Jaguar Land Rover North America is about to break out of the box it has been in for the last 30 or so years. Given the state of Ford Motor Company’s Lincoln brand in the premium/luxury space, one has to wonder if the Dearborn automaker regrets jettisoning the British brands to Indian automaker Tata in 2008 for a mere $2.3 billion.
The North American launch in mid-2016 of the America Jaguar XE sedan and F-Pace SUV will fill out the Jaguar showroom properly for the first time in its history, with both a legitimate entry-level sedan and a well-designed crossover/SUV. That, on top of the resurgence of Land Rover, especially the runaway success of the Range Rover Evoque and the impending return of the Defender, puts North American chief Joachim Eberhardt in the best possible situation to succeed.
The Jaguar XE sedan is already selling in Europe. Analysts say the BMW 3 Series competitor is just the right kind of vehicle to introduce in the U.S. when a brand has momentum.

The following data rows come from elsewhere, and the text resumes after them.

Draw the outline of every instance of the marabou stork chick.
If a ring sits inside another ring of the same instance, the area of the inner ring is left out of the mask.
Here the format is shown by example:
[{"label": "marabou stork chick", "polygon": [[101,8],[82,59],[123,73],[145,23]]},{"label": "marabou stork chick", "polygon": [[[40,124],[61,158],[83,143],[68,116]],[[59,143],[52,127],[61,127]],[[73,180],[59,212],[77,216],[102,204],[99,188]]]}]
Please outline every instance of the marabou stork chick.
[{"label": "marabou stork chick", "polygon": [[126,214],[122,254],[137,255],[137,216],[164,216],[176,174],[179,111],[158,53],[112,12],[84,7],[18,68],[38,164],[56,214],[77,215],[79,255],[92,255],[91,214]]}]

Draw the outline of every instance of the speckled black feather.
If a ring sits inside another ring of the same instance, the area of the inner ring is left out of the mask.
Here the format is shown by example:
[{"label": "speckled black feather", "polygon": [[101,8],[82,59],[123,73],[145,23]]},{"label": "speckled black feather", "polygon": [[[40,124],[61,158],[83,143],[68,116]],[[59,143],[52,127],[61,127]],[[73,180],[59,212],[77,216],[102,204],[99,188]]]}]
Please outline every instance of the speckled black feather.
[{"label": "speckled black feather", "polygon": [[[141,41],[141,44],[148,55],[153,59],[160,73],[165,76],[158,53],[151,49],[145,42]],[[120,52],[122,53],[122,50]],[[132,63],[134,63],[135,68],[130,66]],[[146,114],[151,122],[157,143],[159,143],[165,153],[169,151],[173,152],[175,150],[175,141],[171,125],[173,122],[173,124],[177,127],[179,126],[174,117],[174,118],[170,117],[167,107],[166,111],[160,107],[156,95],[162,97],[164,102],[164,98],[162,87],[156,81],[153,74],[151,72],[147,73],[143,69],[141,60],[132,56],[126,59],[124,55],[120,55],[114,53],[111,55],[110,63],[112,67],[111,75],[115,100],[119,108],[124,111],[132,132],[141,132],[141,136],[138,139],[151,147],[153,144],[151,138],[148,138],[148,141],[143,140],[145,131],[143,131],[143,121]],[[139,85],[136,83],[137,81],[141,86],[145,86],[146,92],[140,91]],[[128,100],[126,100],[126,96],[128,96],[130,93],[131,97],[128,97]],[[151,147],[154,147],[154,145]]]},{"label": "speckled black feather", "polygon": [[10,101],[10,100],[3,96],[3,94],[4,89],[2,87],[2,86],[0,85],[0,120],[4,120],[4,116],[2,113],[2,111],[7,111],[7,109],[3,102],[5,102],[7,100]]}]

“Jaguar is making all the right moves with its higher-priced offerings like XF and F-type,” says Dennis Keene, a brand consultant based in Los Angeles. “Now, they come in with a sedan and a great-looking crossover at attainable prices for people moving into luxury for the first time, or people looking for something less ubiquitous, and there are no barriers to considering a Jaguar.”
Besides filling out the Jaguar showroom, the company is adding diesel versions to all its Jag and Land Rover/Range Rover models. So far, Volkswagen’s debacle does not seem to be hurting consideration of diesels offered by other manufacturers, and in fact it broadens the brands’ reach. “Please … test all of them to your heart’s content,” Eberhardt says. “The fuel economy and emissions are all as we say they are.”
Eberhardt’s history in the auto industry is deep, most recently as a retailer. He also ran product development at Mercedes-Benz North America and was head of sales at the Chrysler Group when it was part of DaimlerChrysler.
His first goal is to equalize the sales of Jaguar with Land Rover. Last year, Jaguar sold 15,773 vehicles in the United States and Land Rover sold 51,645.
Eberhardt says his experience at both Chrysler and as a dealer orients him to focus on helping dealers attract more foot traffic and give them the tools to close. The company has introduced Elitecare, a free five year /60,000-mile scheduled maintenance program . That is for Jaguar only, he says, because Land Rover customers haven’t indicated the cost of maintenance is an obstacle to purchase.
He has also cut prices. Jaguar has slashed the base price on the redesigned XF midsize sedan 9 percent, or $5,275, to $52,895, including shipping. Equipment levels across the range have been enhanced by 10 percent to 20 percent, based on list price. Base prices on the 2017 F-Type coupe and convertible will be $3,600 and $2,700 lower, respectively, with added standard equipment worth $4,000 to $12,000, depending on the model.
“There is a perception that Jaguars are overpriced and not good values, so we are changing that,” Eberhardt says.
How will he market the message? The company is engaging more than 10,000 potential and wannabe customers over the next several months with a program that allows them to be filmed behind the wheel of a Jaguar XE and inserted into an action film, which they can share through social media. “We are expecting many millions of high-quality two-minute engagements when people share them. … It is going to be a very effective way to get the word around.”
Speaking of action films, will Eberhardt buy time on the 2016 Super Bowl again? “We probably weren’t timed right last year for a Super Bowl. It was probably too early. But I think maybe the 2017 Super Bowl would be a good idea when we have a showroom full of great product.”